O artigo argumenta que a transformação dos sistemas alimentares requer apoiar os produtores locais, preservar as tradições alimentares, promover a equidade e garantir que os benefícios económicos sejam devolvidos às comunidades. Enfatiza que um caminho alternativo é possível se os governos regulamentarem estritamente, mobilizarem as comunidades e garantirem o acesso universal a alimentos saudáveis e acessíveis.
“Precisamos de uma forte resposta global de saúde pública semelhante ao esforço coordenado para combater a indústria do tabaco. Isto inclui proteger o espaço político da pressão política e construir coligações fortes para promover sistemas alimentares saudáveis, justos e sustentáveis e desafiar o poder empresarial”, afirma Philip Baker, da Universidade de Sydney, Austrália.
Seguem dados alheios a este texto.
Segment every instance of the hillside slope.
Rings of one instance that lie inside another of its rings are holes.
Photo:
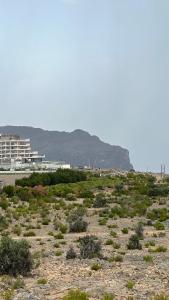
[[[28,126],[2,126],[0,133],[30,138],[33,150],[45,154],[47,160],[65,161],[74,166],[90,165],[122,170],[132,168],[127,149],[104,143],[97,136],[80,129],[68,133]]]

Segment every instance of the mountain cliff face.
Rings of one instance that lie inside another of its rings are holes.
[[[47,131],[27,126],[3,126],[0,133],[30,138],[33,150],[47,160],[65,161],[74,166],[130,170],[129,152],[120,146],[102,142],[97,136],[77,129],[73,132]]]

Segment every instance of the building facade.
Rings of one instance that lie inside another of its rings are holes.
[[[0,134],[0,167],[26,163],[40,163],[44,155],[32,151],[30,139]]]

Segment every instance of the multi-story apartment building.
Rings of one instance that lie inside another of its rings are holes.
[[[30,139],[0,134],[0,166],[16,163],[39,163],[45,156],[32,151]]]

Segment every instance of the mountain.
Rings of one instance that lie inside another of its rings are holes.
[[[128,150],[102,142],[97,136],[77,129],[73,132],[48,131],[28,126],[0,126],[0,133],[30,138],[32,149],[47,160],[65,161],[74,166],[130,170]]]

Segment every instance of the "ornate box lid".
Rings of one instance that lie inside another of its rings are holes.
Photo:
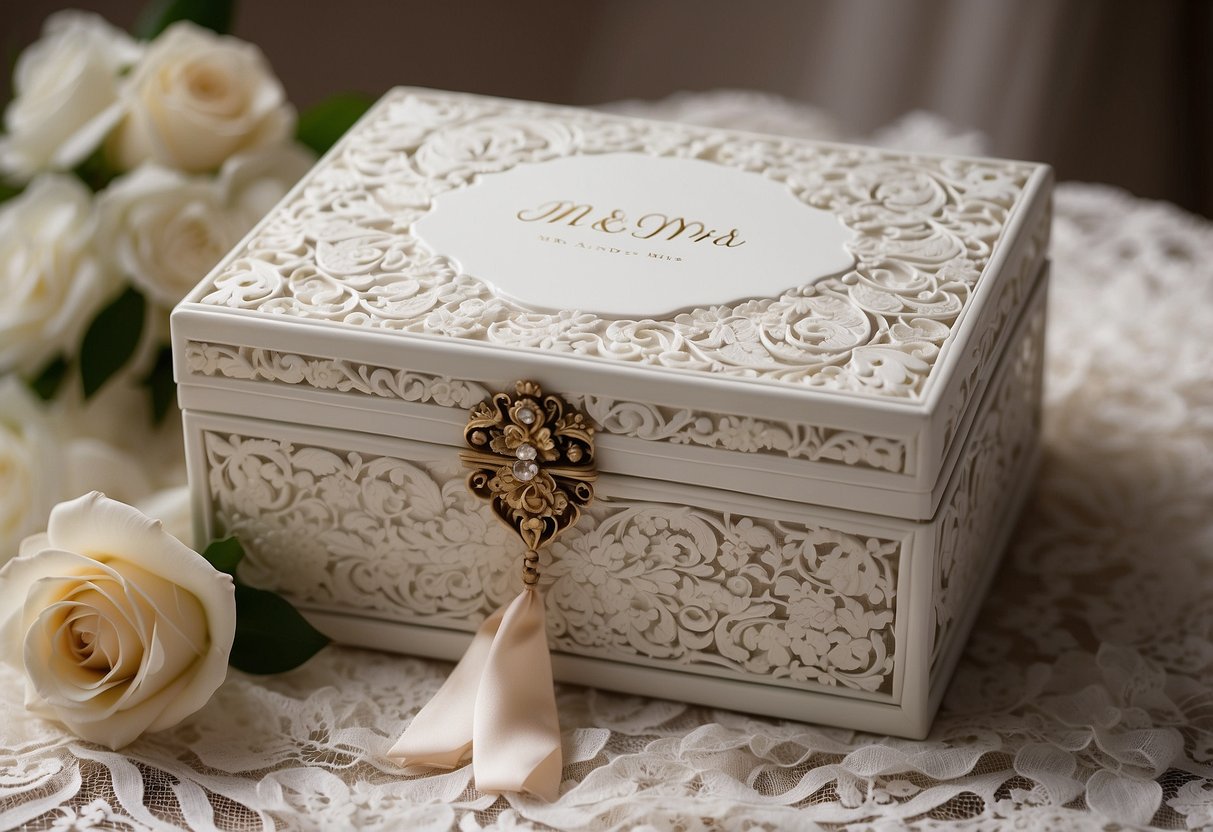
[[[1043,165],[389,92],[173,314],[183,407],[459,445],[533,378],[607,473],[932,516]]]

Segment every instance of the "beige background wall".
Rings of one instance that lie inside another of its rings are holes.
[[[0,38],[59,6],[0,0]],[[928,109],[998,155],[1213,215],[1210,0],[246,0],[236,33],[301,105],[400,83],[574,104],[751,88],[853,132]]]

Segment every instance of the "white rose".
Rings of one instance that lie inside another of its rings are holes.
[[[0,206],[0,373],[37,373],[75,353],[117,289],[93,247],[90,194],[75,177],[42,174]]]
[[[123,170],[154,161],[191,173],[236,153],[283,142],[294,129],[261,50],[192,23],[174,23],[123,85],[126,117],[110,138]]]
[[[230,576],[96,492],[0,569],[0,659],[26,674],[26,707],[110,748],[202,708],[235,630]]]
[[[242,153],[223,163],[219,187],[223,190],[224,201],[248,230],[268,214],[315,163],[315,154],[294,142]]]
[[[95,14],[48,17],[42,38],[14,68],[0,169],[25,180],[87,157],[122,117],[119,76],[139,53],[135,41]]]
[[[134,456],[76,435],[14,376],[0,378],[0,565],[46,528],[56,503],[95,490],[133,501],[153,486]]]
[[[112,268],[161,306],[175,306],[312,161],[281,145],[232,157],[214,179],[141,167],[98,200],[98,239]]]
[[[62,491],[63,458],[46,413],[17,379],[0,379],[0,564],[45,527]]]
[[[240,220],[212,179],[147,166],[97,200],[98,240],[111,268],[172,307],[240,239]]]
[[[129,503],[184,478],[181,418],[170,407],[160,425],[151,424],[147,390],[140,383],[146,370],[138,364],[136,358],[87,401],[79,384],[64,384],[50,402],[54,429],[67,452],[69,490],[58,499],[104,491]]]
[[[159,520],[166,532],[193,548],[194,515],[190,500],[190,487],[175,485],[144,498],[136,508],[153,520]]]
[[[130,419],[127,415],[127,419]],[[129,422],[128,422],[129,424]],[[59,499],[79,497],[90,491],[104,491],[124,503],[142,500],[152,493],[147,473],[130,454],[108,442],[91,437],[73,437],[63,443],[64,488]],[[43,528],[46,516],[39,519]]]

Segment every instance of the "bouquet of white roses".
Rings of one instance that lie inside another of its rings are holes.
[[[325,643],[233,582],[234,541],[193,552],[167,489],[184,479],[169,310],[368,103],[297,116],[223,34],[231,12],[159,0],[139,37],[53,15],[0,133],[0,658],[31,708],[108,745],[201,707],[229,657],[273,671]]]

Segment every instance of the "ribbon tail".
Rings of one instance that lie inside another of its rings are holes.
[[[507,607],[476,630],[467,652],[434,698],[417,712],[387,756],[401,765],[455,768],[472,749],[476,697],[490,650]]]
[[[505,608],[480,679],[472,768],[482,792],[560,792],[560,721],[543,595],[528,587]]]

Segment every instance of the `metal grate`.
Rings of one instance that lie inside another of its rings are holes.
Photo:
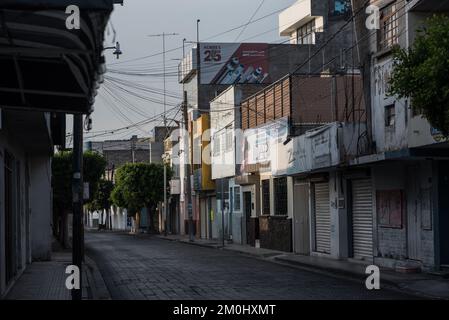
[[[270,214],[270,180],[262,181],[262,214]]]
[[[383,8],[380,14],[379,51],[399,43],[399,15],[396,2]]]
[[[274,213],[287,215],[287,178],[274,179]]]

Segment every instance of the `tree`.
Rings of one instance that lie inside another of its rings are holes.
[[[52,161],[54,233],[59,236],[64,246],[68,246],[67,215],[72,212],[72,157],[72,152],[59,152]],[[90,189],[90,198],[86,203],[91,202],[106,164],[102,155],[90,151],[84,153],[83,176]],[[59,232],[56,226],[59,226]]]
[[[390,95],[411,97],[416,112],[449,136],[449,17],[434,15],[413,45],[394,50]]]
[[[167,169],[169,180],[171,171]],[[161,164],[125,164],[117,170],[112,201],[121,208],[127,208],[128,215],[140,223],[139,212],[147,209],[148,231],[154,231],[154,211],[158,202],[164,199],[164,166]],[[167,192],[168,190],[166,190]]]
[[[98,182],[98,188],[88,208],[91,211],[101,211],[101,221],[103,221],[103,213],[106,211],[106,225],[112,228],[110,221],[110,209],[112,205],[111,194],[114,189],[112,181],[101,179]]]

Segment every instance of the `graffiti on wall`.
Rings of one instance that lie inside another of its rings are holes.
[[[349,19],[351,16],[351,0],[329,1],[329,19]]]

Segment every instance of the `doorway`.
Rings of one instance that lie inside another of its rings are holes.
[[[13,197],[13,157],[5,152],[5,283],[14,277],[14,197]]]
[[[439,163],[439,235],[440,265],[449,267],[449,162]]]
[[[352,180],[352,257],[373,260],[373,190],[371,179]]]
[[[294,186],[294,250],[303,255],[310,254],[309,192],[308,184]]]
[[[243,192],[244,213],[245,213],[245,243],[251,244],[251,212],[252,200],[251,192]]]

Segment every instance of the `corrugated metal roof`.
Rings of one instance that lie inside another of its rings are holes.
[[[3,9],[61,9],[76,5],[80,9],[112,10],[115,0],[0,0]]]

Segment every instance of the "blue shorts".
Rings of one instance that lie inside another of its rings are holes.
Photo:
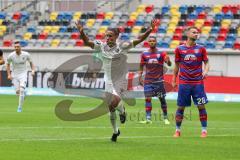
[[[208,103],[203,84],[180,84],[178,87],[177,105],[182,107],[191,106],[191,97],[197,106]]]
[[[144,95],[145,97],[165,97],[164,82],[144,84]]]

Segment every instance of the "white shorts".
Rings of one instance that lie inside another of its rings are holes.
[[[16,90],[19,90],[20,87],[26,88],[27,86],[27,74],[20,74],[13,77],[12,83]]]
[[[124,96],[124,92],[127,91],[127,80],[118,80],[114,82],[114,85],[112,82],[106,82],[105,83],[105,92],[114,94],[119,97]]]

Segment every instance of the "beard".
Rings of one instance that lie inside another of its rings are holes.
[[[197,38],[190,38],[191,41],[195,42]]]

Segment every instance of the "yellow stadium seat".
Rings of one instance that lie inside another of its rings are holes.
[[[138,33],[140,33],[141,29],[142,29],[141,26],[134,26],[132,29],[132,33],[138,34]]]
[[[113,12],[107,12],[105,15],[105,19],[112,19],[114,13]]]
[[[172,7],[170,8],[170,13],[176,13],[178,12],[179,6],[178,5],[172,5]]]
[[[211,31],[212,27],[211,26],[204,26],[202,27],[202,34],[209,34],[209,32]]]
[[[105,33],[108,29],[108,26],[101,26],[98,30],[98,33]]]
[[[25,39],[25,40],[29,40],[31,38],[32,38],[32,33],[30,33],[30,32],[25,33],[23,36],[23,39]]]
[[[137,12],[132,12],[129,19],[136,20],[137,17],[138,17],[138,13]]]
[[[52,30],[52,26],[45,26],[43,29],[44,33],[49,33]]]
[[[58,46],[59,46],[59,43],[60,43],[60,40],[59,40],[59,39],[54,39],[54,40],[52,40],[52,42],[51,42],[51,47],[58,47]]]
[[[179,44],[180,44],[180,41],[178,41],[178,40],[173,40],[173,41],[170,43],[170,48],[171,48],[171,49],[175,49]]]
[[[195,27],[197,28],[201,28],[203,24],[204,24],[204,19],[197,19],[195,21]]]
[[[2,20],[2,19],[0,19],[0,25],[2,25],[2,22],[3,22],[3,20]]]
[[[222,27],[229,27],[231,24],[231,20],[230,19],[223,19],[221,22],[221,26]]]
[[[146,5],[141,4],[141,5],[139,5],[139,6],[137,7],[137,12],[138,12],[138,13],[142,13],[142,12],[145,11],[145,8],[146,8]]]
[[[86,25],[88,27],[92,27],[95,23],[95,19],[88,19]]]
[[[213,7],[213,12],[214,13],[219,13],[219,12],[221,12],[222,11],[222,5],[215,5],[214,7]]]
[[[0,31],[0,37],[4,35],[5,32]]]
[[[58,33],[59,31],[59,26],[53,26],[51,32],[52,33]]]
[[[58,16],[58,12],[52,12],[52,13],[50,14],[50,20],[51,20],[51,21],[56,20],[56,19],[57,19],[57,16]]]
[[[173,12],[172,13],[172,18],[180,18],[181,17],[181,13],[180,12],[178,12],[178,11],[176,11],[176,12]]]
[[[177,18],[173,18],[173,19],[171,19],[171,21],[168,23],[168,26],[170,27],[175,27],[175,26],[177,26],[177,24],[178,24],[178,19]]]
[[[7,27],[6,26],[0,26],[0,31],[1,32],[6,32],[7,31]]]
[[[73,20],[77,21],[80,19],[82,12],[75,12],[73,15]]]
[[[174,32],[175,32],[175,29],[176,29],[176,26],[174,27],[174,26],[169,26],[168,28],[167,28],[167,34],[173,34]]]

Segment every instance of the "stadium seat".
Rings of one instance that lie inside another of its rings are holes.
[[[138,33],[141,32],[141,29],[142,29],[141,26],[134,26],[134,27],[132,28],[132,33],[138,34]]]
[[[51,20],[51,21],[57,20],[57,17],[58,17],[58,12],[52,12],[52,13],[50,14],[50,20]]]
[[[12,19],[14,19],[14,20],[20,20],[20,19],[21,19],[21,16],[22,16],[21,12],[15,12],[15,13],[13,14],[13,16],[12,16]]]
[[[205,6],[198,5],[195,7],[195,11],[197,14],[202,13],[205,9]]]
[[[21,47],[26,47],[26,46],[28,46],[28,41],[21,40],[20,45],[21,45]]]
[[[224,5],[223,7],[222,7],[222,12],[225,14],[225,13],[227,13],[227,12],[229,12],[230,11],[230,6],[229,5]]]
[[[218,41],[215,43],[215,49],[221,50],[224,48],[225,41]]]
[[[51,33],[58,33],[58,31],[59,31],[59,26],[52,26]]]
[[[190,27],[190,26],[193,26],[194,25],[194,20],[192,19],[189,19],[186,21],[186,26]]]
[[[187,5],[181,5],[178,10],[181,14],[187,13]]]
[[[239,6],[232,5],[232,6],[230,7],[230,11],[231,11],[233,14],[239,13],[239,10],[240,10]]]
[[[231,24],[231,20],[230,19],[223,19],[221,22],[221,27],[229,27]]]
[[[135,20],[130,19],[130,20],[127,21],[127,26],[129,26],[129,27],[133,27],[134,24],[135,24]]]
[[[174,13],[179,12],[179,6],[178,5],[172,5],[170,7],[170,13],[173,15]]]
[[[226,41],[232,41],[234,42],[236,40],[236,35],[235,34],[228,34]]]
[[[221,12],[222,11],[222,5],[215,5],[214,7],[213,7],[213,12],[214,13],[219,13],[219,12]]]
[[[188,6],[188,8],[187,8],[188,14],[192,13],[194,10],[195,10],[195,7],[192,5]]]
[[[211,31],[211,27],[210,27],[210,26],[204,26],[204,27],[202,28],[201,33],[203,33],[203,34],[208,34],[210,31]]]
[[[81,15],[82,15],[82,12],[75,12],[73,14],[73,20],[78,21],[80,19]]]
[[[206,13],[205,12],[200,12],[197,16],[198,19],[205,19],[206,18]]]
[[[154,9],[154,6],[153,6],[153,5],[148,5],[148,6],[146,6],[146,8],[145,8],[145,12],[146,12],[146,13],[150,13],[150,12],[153,11],[153,9]]]
[[[176,27],[168,27],[167,34],[173,34],[175,32]]]
[[[144,4],[141,4],[141,5],[139,5],[138,7],[137,7],[137,12],[138,13],[142,13],[142,12],[144,12],[145,11],[145,8],[146,8],[146,5],[144,5]]]
[[[71,21],[73,18],[73,13],[72,12],[64,12],[64,19],[67,21]]]
[[[160,44],[158,44],[159,48],[169,48],[169,43],[168,42],[160,42]]]
[[[88,19],[86,22],[86,26],[92,28],[95,23],[95,19]]]
[[[130,39],[129,33],[122,33],[120,39],[123,41],[127,41]]]
[[[217,41],[225,41],[226,39],[226,34],[219,34],[217,37]]]
[[[234,43],[233,49],[240,50],[240,41],[237,41],[237,42]]]
[[[228,33],[228,28],[226,27],[221,27],[219,30],[219,34],[227,34]]]
[[[0,32],[6,32],[7,31],[7,27],[6,26],[0,26]]]
[[[213,20],[212,19],[206,19],[203,25],[204,26],[212,26],[213,25]]]
[[[143,42],[143,47],[144,47],[144,48],[149,48],[149,43],[148,43],[148,41],[144,41],[144,42]]]
[[[47,37],[48,37],[48,33],[43,32],[39,34],[38,39],[44,40],[44,39],[47,39]]]
[[[105,14],[105,19],[112,19],[113,16],[114,16],[114,13],[113,13],[113,12],[107,12],[107,13]]]
[[[215,14],[215,20],[222,20],[224,18],[224,14],[222,12]]]
[[[101,39],[104,39],[105,37],[105,34],[104,33],[98,33],[96,34],[95,38],[98,39],[98,40],[101,40]]]
[[[12,40],[3,41],[3,47],[11,47],[11,46],[12,46]]]
[[[36,27],[35,26],[28,27],[27,32],[35,33]]]
[[[66,27],[66,26],[61,26],[61,27],[59,28],[59,32],[60,32],[60,33],[65,33],[65,32],[67,32],[67,27]]]
[[[197,27],[197,28],[201,28],[203,26],[203,24],[204,24],[204,19],[197,19],[195,21],[195,27]]]
[[[0,12],[0,19],[5,19],[7,14],[5,12]]]
[[[105,19],[102,21],[102,26],[109,26],[111,24],[110,20]]]
[[[75,46],[76,46],[76,47],[82,47],[82,46],[84,46],[83,40],[81,40],[81,39],[77,40],[76,43],[75,43]]]
[[[73,32],[71,34],[71,39],[79,39],[80,38],[80,34],[78,32]]]
[[[59,39],[53,39],[51,42],[51,47],[58,47],[60,43]]]
[[[233,48],[233,42],[232,41],[226,41],[224,44],[224,48]]]
[[[207,49],[215,49],[215,43],[214,42],[206,42],[205,47]]]
[[[169,6],[163,6],[162,7],[162,14],[166,14],[169,11],[170,7]]]
[[[178,26],[176,29],[175,29],[175,33],[176,34],[180,34],[180,33],[183,33],[184,29],[182,26]]]
[[[105,18],[105,13],[104,12],[97,13],[96,18],[97,19],[104,19]]]
[[[182,34],[174,34],[172,40],[181,41],[182,40]]]
[[[170,44],[171,49],[175,49],[180,44],[179,40],[173,40]]]
[[[24,39],[24,40],[29,40],[29,39],[31,39],[31,38],[32,38],[32,33],[31,33],[31,32],[27,32],[27,33],[25,33],[24,36],[23,36],[23,39]]]
[[[105,33],[107,31],[108,27],[107,26],[101,26],[98,30],[98,33]]]

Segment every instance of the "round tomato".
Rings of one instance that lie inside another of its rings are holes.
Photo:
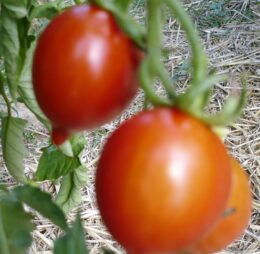
[[[192,254],[209,254],[224,249],[246,229],[252,209],[252,195],[248,177],[239,163],[232,163],[232,188],[227,215],[201,240]]]
[[[128,253],[175,253],[217,223],[231,188],[229,156],[199,120],[170,108],[139,113],[108,139],[96,195]]]
[[[33,87],[56,134],[98,127],[121,113],[137,92],[139,62],[109,12],[81,5],[55,17],[36,47]]]

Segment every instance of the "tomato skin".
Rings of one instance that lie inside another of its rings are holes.
[[[236,240],[245,231],[251,216],[252,194],[248,177],[240,164],[231,159],[232,187],[227,208],[234,212],[210,231],[191,251],[192,254],[210,254],[220,251]]]
[[[231,170],[219,138],[176,109],[126,121],[108,139],[96,172],[97,202],[128,253],[175,253],[217,223]]]
[[[70,137],[70,133],[63,129],[52,129],[51,139],[56,146],[62,145]]]
[[[36,99],[56,129],[98,127],[136,94],[139,58],[110,13],[92,5],[72,7],[39,38],[33,61]]]

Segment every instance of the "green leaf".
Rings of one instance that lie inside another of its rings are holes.
[[[85,147],[86,139],[83,135],[75,135],[70,143],[74,157],[64,154],[54,145],[42,149],[43,154],[35,174],[37,181],[56,180],[81,166],[79,155]]]
[[[18,93],[23,103],[35,114],[35,116],[50,129],[50,123],[40,110],[32,88],[32,59],[35,43],[31,44],[26,53],[25,62],[19,78]]]
[[[31,23],[27,19],[31,0],[3,0],[1,10],[0,48],[4,56],[7,84],[14,101],[20,73],[30,47],[32,36],[28,35]]]
[[[8,189],[4,184],[0,184],[0,201],[1,199],[5,198],[8,194]]]
[[[0,199],[0,253],[26,254],[31,245],[32,216],[14,197]]]
[[[19,65],[20,41],[17,20],[9,15],[6,7],[1,10],[1,48],[4,56],[7,83],[12,98],[17,96],[17,76]]]
[[[16,187],[13,192],[18,200],[35,209],[60,228],[67,228],[67,223],[63,212],[52,201],[49,193],[42,192],[39,188],[29,185]]]
[[[23,159],[26,148],[22,142],[26,121],[20,118],[2,118],[3,158],[9,173],[18,181],[26,182]]]
[[[2,0],[2,4],[14,18],[23,18],[27,15],[27,6],[30,0]]]
[[[83,135],[74,135],[70,140],[74,155],[79,156],[86,145],[86,139]]]
[[[56,196],[56,203],[67,214],[81,203],[80,189],[87,185],[87,168],[78,167],[62,179],[60,190]]]
[[[87,254],[84,230],[79,216],[65,235],[56,240],[54,254]]]
[[[80,159],[69,157],[54,145],[43,149],[38,168],[35,174],[37,181],[56,180],[65,176],[81,165]]]
[[[35,6],[29,15],[29,20],[32,21],[35,18],[52,19],[58,13],[59,13],[59,8],[57,7],[57,4],[55,2],[47,3],[47,4]]]

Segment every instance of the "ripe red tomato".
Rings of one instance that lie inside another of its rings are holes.
[[[231,188],[229,156],[199,120],[144,111],[108,139],[96,195],[108,230],[128,253],[175,253],[217,223]]]
[[[227,211],[231,212],[196,245],[191,251],[192,254],[210,254],[224,249],[238,238],[248,225],[252,209],[250,184],[239,163],[234,159],[231,163],[233,183],[227,206]]]
[[[36,47],[33,87],[56,134],[121,113],[137,92],[139,62],[139,50],[107,11],[81,5],[55,17]]]

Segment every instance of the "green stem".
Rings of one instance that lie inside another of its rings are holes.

Os autores defendem uma resposta global coordenada de saúde pública para proteger os decisores políticos da interferência da indústria, romper os laços da indústria com os profissionais e organizações de saúde e criar uma rede global de defesa de ações contra os alimentos ultraprocessados.
Por exemplo, diz Karen Hoffman, da Universidade de Witwatersrand, na África do Sul, “tal como enfrentámos a indústria do tabaco há décadas, precisamos agora de uma resposta global ousada e coordenada para reduzir o poder desproporcional das empresas alimentares ultraprocessadas e construir sistemas alimentares que priorizem a saúde e o bem-estar das pessoas”.